Pepin is a huge natural lake on the Mississippi that straddles the border of southeastern Minnesota and southwestern Wisconsin. Revered for its prolific walleye and sauger fishery, the lake also produces lots of bass (both smallmouth and largemouth), big crappies, and plenty of catfish. This is big water – Lake Pepin is around 21 miles long and encompasses nearly thirty thousand acres of water. The influence of the Mississippi makes it very productive and brings in some interesting fish, like white and yellow bass, sheepshead, gar, and sturgeon.
We hit Pepin for the first time today. We launched late in the afternoon and hopped over to the Wisconsin side. Started trolling a little point with Lindy rigs, and it wasn’t too long before Noah hooked the first fish, a little walleye that popped off right at the net. Dad put the next fish in the boat, a sauger of about fifteen inches. Sauger rarely get much bigger than a few pounds (the average fish is around twelve inches), so it was a nice fish. We kept trolling the points and steep breaks, gradually moving shallower as we found more fish. The action was steady, but not crazy. We picked up lots of little walleye and sauger over the next few hours, but nothing too big.
The sauger were a new fish on our species list. These guys are closely related to walleye, but prefer murkier, shallower water and are usually smaller than their walleye cousins. (typically under eighteen inches).
Pepin is one of the most beautiful lakes I’ve ever fished. It sits right in the middle of the Driftless Area, bordered by towering bluffs. The lake rubs right up against the steep limestone cliffs, with creeks slicing through the valleys and spilling into the lake. Many of these little streams hold trout, and the cold water at the mouth creates a hotspot for all kinds of fish. The bluffs jut right out into the lake, producing lots of interesting points and bars to fish.
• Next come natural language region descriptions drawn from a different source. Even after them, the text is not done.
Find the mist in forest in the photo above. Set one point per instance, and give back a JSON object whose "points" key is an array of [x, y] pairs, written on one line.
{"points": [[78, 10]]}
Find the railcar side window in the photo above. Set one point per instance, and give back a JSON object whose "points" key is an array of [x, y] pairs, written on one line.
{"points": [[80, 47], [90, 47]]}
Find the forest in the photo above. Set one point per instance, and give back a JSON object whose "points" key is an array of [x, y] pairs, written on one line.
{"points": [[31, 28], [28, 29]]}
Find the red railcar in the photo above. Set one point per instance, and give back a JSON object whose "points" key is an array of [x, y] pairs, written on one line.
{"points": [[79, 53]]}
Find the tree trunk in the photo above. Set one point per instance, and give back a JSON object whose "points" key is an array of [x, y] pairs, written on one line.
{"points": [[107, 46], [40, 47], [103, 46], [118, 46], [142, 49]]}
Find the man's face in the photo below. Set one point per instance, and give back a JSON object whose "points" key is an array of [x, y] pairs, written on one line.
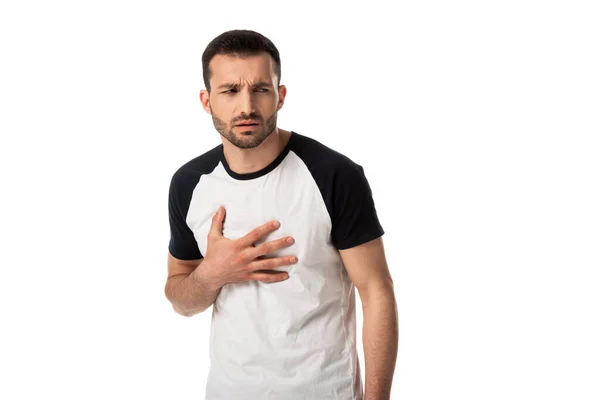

We headed back to the MN side and grabbed a quick walleye sandwich from a lakeside restaurant. As we were waiting for our food, Noah and I pitched jigs and crankbaits into the shallows hoping for some bass. Nothing on the jig, but I did manage to pull out a walleye on the crankbait in only about six feet of water! After we downed our sandwiches, we took a drive downstream. We stopped and hit the shallows with lipless cranks and jigs. A creek poured into a shallow, weedy bay with lots of brush, a perfect spot for bass. Sure enough, Braden hooked into a feisty smallmouth that put up quite a battle, leaping straight out of the water four times before making it to the net! I was surprised to find a bronzeback in such a weedy spot, but you never really know what to expect on Pepin.
Just before the sun fell below the horizon, we ran into a school of fish crashing bait on the surface. We were motoring around another creek mouth when a fish jumped only about twenty feet from the boat. Braden was right on him, casting his Rattle Trap slightly beyond and to the side of the rings. His Trap got nailed, and after a short but exciting battle he landed his first white bass!
After that it was pure chaos. Fish were erupting on the calm surface and minnows were flying everywhere in the shallows. All of us were furiously throwing our baits into the fray. I switched up my crank for a Rattlin’ Rap in light blue to better match what might be shad swimming in the shallows. My Rap got nailed after I cast it to a wake, and I pulled in another smaller white bass, my first. The fish were still frantically pounding the minnows in the shallows. Noah’s rod bent over, and a big smallie thrashed on the surface. He played him perfectly and soon had him in the net, a nice bass around 17″!I kept casting my blue Rap into the brawl. Right in the middle of the retrieve my line stopped, a good fish on the other end. I played him for a minute before landing a nice walleye of 20 inches. All of a sudden, it was dead. Just as quickly as it started, it was over. A few fish sporadically jumped, and we kept tossing our Raps, but we didn’t get another bite. As we motored back to the launch, a spectacular sunset ended a great day of fishing.
Walleye and Sauger were anywhere from three to eighteen feet of water, but the most consistent depths were about twelve to fifteen feet. I would fish the shallows at first and last light, and hit the deeper water during the day. We got most our fish on Lindy rigs and crawlers.
Creek mouths were hot for bass and had some crazy action right at sunset.